NeurIPS 2025 Image Generation Thompson sampling contextual bandit generative models missing data imputation meta-learning regret bounds

Contextual Thompson Sampling via Generation of Missing Data¶

Conference: NeurIPS 2025 arXiv: 2502.07064 Code: To be confirmed Area: Generative Models / Decision Systems / Contextual Bandits Keywords: Thompson sampling, contextual bandit, generative models, missing data imputation, meta-learning, regret bounds

TL;DR¶

This paper proposes Generative Thompson Sampling (TS-Gen), which reframes uncertainty in contextual bandits as missing data rather than unknown parameters. A generative model autoregressively imputes missing outcomes to implement Thompson sampling, and a regret bound directly tied to offline prediction loss is established.

Background & Motivation¶

Background: Classical Thompson sampling (TS) attributes environmental uncertainty to unknown latent parameters \(\theta\), relying on three operations: specifying a prior, sampling from the posterior, and updating the posterior. All three are notoriously difficult in neural network settings (intractable posteriors, unintuitive priors, and costly online updates).

Limitations of Prior Work: (a) Bayesian uncertainty quantification methods for neural networks (variational inference, MC dropout, ensembles, etc.) are limited in effectiveness and computationally expensive; (b) existing TS theory is largely restricted to parametric models (linear/logistic regression) and does not naturally extend to complex industrial settings using foundation models; (c) there is no systematic framework for leveraging prior information from historical tasks in the meta-learning setting.

Key Challenge: How can Thompson sampling be made compatible with modern deep learning (sequence models, foundation models) while retaining provable theoretical guarantees?
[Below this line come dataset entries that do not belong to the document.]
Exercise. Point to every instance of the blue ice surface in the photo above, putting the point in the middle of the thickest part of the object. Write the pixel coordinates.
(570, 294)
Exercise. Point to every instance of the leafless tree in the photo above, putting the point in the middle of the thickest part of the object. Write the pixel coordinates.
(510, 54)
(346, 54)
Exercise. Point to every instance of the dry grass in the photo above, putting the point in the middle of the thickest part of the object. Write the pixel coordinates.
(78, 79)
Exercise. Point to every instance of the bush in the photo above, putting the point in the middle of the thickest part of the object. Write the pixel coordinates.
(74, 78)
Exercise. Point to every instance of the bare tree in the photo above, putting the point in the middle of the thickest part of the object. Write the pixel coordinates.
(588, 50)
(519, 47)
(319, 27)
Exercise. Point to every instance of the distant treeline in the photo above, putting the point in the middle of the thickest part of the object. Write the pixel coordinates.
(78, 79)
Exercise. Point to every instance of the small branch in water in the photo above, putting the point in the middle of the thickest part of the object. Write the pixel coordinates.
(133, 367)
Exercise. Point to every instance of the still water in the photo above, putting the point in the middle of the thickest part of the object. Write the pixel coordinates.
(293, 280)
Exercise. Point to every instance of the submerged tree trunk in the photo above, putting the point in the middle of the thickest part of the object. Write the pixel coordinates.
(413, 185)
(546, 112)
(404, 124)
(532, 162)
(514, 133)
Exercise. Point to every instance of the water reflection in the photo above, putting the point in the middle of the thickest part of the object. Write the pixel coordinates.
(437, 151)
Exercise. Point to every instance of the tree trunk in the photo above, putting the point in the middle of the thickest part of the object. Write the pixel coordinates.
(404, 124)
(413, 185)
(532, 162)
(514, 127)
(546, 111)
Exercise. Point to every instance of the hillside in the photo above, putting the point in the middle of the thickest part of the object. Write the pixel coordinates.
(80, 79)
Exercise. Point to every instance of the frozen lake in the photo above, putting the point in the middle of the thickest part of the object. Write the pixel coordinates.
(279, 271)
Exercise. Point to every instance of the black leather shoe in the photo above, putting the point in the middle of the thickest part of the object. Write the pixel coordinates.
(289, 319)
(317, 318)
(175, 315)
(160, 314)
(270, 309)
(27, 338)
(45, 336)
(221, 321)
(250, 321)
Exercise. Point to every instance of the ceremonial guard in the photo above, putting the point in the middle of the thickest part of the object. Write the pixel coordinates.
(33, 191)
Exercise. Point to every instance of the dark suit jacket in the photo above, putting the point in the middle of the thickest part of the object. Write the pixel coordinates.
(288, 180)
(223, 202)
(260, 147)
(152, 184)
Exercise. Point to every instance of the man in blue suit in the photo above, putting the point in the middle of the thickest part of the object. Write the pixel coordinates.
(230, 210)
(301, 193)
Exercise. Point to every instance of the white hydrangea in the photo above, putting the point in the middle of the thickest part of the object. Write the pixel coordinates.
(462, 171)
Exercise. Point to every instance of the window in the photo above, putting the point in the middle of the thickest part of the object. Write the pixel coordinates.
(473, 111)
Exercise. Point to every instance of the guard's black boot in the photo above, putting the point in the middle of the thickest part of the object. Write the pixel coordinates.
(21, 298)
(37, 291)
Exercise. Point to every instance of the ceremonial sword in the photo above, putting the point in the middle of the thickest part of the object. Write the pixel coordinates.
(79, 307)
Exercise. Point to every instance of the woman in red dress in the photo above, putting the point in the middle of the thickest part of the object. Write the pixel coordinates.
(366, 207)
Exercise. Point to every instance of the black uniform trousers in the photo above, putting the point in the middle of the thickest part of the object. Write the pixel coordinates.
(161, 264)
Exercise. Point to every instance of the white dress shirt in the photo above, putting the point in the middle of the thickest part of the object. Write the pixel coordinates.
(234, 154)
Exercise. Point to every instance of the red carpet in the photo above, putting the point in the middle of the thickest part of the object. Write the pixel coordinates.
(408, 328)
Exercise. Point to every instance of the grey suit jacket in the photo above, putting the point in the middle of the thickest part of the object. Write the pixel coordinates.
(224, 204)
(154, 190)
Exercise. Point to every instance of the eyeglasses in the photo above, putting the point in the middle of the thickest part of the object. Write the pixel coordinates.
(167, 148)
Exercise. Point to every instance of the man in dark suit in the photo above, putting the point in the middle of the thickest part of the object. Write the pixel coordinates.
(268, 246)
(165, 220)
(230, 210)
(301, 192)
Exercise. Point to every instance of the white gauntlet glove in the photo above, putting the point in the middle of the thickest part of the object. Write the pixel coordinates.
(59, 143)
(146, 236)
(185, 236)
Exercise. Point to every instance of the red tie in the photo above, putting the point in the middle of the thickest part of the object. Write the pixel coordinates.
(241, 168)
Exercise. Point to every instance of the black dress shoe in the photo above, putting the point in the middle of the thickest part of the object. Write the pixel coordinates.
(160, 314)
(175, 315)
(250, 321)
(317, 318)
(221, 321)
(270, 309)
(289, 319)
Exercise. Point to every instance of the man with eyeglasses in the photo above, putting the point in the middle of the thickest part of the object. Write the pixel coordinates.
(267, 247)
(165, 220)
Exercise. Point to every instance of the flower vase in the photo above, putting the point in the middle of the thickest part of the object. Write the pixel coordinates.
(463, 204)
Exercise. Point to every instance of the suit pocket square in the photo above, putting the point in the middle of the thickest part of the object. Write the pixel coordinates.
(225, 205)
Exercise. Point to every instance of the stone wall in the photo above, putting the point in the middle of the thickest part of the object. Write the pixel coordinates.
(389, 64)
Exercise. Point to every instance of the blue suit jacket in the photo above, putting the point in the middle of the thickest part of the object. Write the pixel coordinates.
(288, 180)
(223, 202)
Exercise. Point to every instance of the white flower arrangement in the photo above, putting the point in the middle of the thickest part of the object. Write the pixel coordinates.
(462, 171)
Key Insight: Rather than treating uncertainty as arising from unknown parameters, this work treats it as missing observable data (counterfactual outcomes). If the outcomes of all actions were known, there would be no uncertainty—one could directly fit an optimal policy on the complete data. At each decision point, a generative model imputes the missing outcomes, a policy is fitted on the completed dataset, and an action is selected according to that policy.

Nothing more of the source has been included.